CM: You have called the veil “the visible symbol of the subjugation of women.” In 2010, UChicago Professor Martha Nussbaum wrote that such an argument used in favor of the ban is flawed, because there are other symbols of female objectification, like pornography and plastic surgery, which are not banned. To ban them, including the burqa, she said, would be “an intolerable invasion of liberty.” How would you respond to that?
FA: It sounds like a man speaking.
Translator: C’est une femme.
FA: C’est une femme?
Translator: Oui…. She takes it back; she thought it was a man.
FA: You can’t put pornography on the same level as the veil.... In the end, [porn] does give a bad image of women; that’s a reality. So I do think you have to fight against the phenomenon of the pornographic movies. But nevertheless, and this is why I don’t think you should put it on the same level as the veil, it’s not through pornographic movies that you are going to confiscate women’s rights.... But the veil, that’s an immediate effect. A woman who wears the veil is dispossessed of her body. She is completely in the hands of male domination, of male power.
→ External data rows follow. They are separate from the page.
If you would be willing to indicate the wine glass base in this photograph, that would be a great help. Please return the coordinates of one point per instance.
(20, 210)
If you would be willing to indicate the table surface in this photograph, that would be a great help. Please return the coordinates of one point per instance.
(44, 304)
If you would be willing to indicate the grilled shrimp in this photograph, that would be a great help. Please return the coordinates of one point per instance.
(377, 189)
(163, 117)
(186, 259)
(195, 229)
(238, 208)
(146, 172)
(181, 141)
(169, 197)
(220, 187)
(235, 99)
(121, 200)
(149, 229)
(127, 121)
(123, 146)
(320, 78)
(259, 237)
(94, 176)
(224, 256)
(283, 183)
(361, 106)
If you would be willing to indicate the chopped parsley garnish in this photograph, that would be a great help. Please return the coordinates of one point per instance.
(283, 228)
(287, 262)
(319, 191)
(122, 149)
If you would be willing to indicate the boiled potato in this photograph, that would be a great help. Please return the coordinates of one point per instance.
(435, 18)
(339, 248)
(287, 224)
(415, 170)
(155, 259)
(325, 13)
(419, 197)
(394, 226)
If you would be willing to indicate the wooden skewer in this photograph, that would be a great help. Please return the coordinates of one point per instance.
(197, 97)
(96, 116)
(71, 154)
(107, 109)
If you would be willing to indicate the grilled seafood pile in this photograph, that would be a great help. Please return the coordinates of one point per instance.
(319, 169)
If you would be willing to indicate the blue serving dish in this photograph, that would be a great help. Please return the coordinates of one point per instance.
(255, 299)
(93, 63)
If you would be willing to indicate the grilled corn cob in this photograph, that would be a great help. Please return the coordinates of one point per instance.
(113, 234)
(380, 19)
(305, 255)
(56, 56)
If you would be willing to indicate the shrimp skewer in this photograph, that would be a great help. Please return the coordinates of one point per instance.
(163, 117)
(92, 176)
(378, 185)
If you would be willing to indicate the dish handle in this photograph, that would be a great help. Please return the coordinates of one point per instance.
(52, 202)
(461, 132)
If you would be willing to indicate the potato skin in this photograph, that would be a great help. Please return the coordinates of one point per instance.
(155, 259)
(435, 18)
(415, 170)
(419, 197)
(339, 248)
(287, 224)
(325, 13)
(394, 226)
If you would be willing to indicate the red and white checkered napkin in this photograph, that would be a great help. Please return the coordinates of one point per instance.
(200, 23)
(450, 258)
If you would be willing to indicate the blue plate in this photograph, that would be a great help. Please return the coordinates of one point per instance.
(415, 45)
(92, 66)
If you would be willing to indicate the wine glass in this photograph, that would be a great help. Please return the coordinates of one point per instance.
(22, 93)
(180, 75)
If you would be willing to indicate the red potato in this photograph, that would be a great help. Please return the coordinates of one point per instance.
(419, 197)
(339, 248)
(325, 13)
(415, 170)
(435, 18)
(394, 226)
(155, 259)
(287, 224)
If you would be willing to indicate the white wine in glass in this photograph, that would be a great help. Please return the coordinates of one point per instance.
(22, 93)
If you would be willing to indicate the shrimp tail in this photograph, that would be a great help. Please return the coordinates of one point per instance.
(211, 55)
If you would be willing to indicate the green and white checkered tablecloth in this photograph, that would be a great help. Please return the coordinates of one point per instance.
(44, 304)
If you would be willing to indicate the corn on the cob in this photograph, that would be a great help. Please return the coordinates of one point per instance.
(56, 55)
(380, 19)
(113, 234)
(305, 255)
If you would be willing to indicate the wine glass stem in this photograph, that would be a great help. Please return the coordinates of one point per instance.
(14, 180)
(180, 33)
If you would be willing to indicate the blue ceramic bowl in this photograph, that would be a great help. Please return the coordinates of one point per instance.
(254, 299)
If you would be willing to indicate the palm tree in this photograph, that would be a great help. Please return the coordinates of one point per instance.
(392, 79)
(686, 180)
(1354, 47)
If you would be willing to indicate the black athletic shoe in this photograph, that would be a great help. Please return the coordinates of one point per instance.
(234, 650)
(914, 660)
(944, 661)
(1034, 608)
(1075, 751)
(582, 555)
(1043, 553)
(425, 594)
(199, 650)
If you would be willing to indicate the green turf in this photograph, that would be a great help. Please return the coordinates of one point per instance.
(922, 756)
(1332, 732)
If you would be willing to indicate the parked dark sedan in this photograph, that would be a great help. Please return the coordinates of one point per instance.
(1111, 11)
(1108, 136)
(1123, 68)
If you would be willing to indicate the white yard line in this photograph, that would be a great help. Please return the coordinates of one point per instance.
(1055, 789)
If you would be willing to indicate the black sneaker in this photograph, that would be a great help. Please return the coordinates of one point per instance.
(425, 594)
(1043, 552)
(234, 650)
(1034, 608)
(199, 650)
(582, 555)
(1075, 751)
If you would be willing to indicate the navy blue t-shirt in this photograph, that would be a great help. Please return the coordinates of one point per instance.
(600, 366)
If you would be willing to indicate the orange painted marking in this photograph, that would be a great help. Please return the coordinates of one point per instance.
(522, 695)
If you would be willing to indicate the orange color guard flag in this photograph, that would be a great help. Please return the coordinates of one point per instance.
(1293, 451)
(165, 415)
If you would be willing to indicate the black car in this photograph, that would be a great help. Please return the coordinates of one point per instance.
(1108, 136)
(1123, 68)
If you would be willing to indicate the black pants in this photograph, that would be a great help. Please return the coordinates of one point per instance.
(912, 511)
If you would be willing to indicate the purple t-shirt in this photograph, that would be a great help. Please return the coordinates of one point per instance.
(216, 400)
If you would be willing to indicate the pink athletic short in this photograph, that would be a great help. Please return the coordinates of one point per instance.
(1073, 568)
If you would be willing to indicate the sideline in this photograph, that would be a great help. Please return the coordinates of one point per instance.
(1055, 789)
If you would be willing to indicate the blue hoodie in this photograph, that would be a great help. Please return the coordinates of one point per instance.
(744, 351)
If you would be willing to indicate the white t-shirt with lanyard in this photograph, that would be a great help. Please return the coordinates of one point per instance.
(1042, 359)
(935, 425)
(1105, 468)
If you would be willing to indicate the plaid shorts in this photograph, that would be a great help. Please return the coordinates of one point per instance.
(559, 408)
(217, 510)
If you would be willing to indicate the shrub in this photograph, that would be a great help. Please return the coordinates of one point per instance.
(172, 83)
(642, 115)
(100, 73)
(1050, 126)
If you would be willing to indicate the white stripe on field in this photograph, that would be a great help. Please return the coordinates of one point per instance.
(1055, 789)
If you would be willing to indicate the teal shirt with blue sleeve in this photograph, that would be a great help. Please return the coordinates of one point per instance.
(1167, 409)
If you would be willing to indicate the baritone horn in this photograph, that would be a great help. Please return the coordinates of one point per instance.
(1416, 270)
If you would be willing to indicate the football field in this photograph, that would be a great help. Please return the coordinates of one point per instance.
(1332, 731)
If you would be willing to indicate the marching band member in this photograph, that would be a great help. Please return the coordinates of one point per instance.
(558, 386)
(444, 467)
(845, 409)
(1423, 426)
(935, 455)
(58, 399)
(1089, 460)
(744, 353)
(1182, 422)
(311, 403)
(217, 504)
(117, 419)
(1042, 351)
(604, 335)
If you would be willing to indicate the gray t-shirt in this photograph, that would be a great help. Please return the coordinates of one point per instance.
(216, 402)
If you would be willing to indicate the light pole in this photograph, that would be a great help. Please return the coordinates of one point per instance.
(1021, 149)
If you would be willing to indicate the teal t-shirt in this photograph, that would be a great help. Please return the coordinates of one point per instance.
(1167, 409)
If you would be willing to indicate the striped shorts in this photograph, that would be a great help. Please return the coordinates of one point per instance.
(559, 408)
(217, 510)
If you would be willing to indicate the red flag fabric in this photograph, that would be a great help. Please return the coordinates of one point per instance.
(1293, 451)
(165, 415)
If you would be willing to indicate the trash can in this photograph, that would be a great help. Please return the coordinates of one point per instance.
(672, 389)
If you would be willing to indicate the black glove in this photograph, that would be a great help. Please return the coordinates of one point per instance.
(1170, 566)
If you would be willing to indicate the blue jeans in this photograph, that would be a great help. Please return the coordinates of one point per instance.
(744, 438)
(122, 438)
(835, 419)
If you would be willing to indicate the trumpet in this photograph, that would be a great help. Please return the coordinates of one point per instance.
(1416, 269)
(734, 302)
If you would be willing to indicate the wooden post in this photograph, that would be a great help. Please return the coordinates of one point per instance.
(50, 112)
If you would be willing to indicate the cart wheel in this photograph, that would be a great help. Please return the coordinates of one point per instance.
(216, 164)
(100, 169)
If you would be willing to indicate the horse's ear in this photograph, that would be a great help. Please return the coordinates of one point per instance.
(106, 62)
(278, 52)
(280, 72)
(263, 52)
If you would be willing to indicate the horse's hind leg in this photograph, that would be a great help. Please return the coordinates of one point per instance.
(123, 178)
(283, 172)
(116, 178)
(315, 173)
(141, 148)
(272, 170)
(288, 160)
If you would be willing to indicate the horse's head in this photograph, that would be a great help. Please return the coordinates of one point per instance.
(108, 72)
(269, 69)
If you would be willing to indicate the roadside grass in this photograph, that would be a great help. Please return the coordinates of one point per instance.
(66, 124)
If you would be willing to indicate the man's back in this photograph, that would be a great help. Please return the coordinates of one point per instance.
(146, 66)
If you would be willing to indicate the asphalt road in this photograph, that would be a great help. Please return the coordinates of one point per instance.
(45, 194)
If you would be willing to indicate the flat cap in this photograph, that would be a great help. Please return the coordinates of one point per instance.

You have to understand that this also translates into prohibitions into going to concerts, for example, or any other show, because you have that mix of men and women in these situations. It’s the prohibition of a sexual life—you can’t have a sexual life. Or you can have a sex life following the choices of your husband. So she’s denied her own desires, her own wants. So we are in a real regression.... And so it follows that they can’t wear what they want. They can’t wear low-cut shirts; they can’t wear anything that might provoke desire in men. And the women who wear the burqa do not work, many of them, except in jobs where they will only interact with women. Where’s the free choice?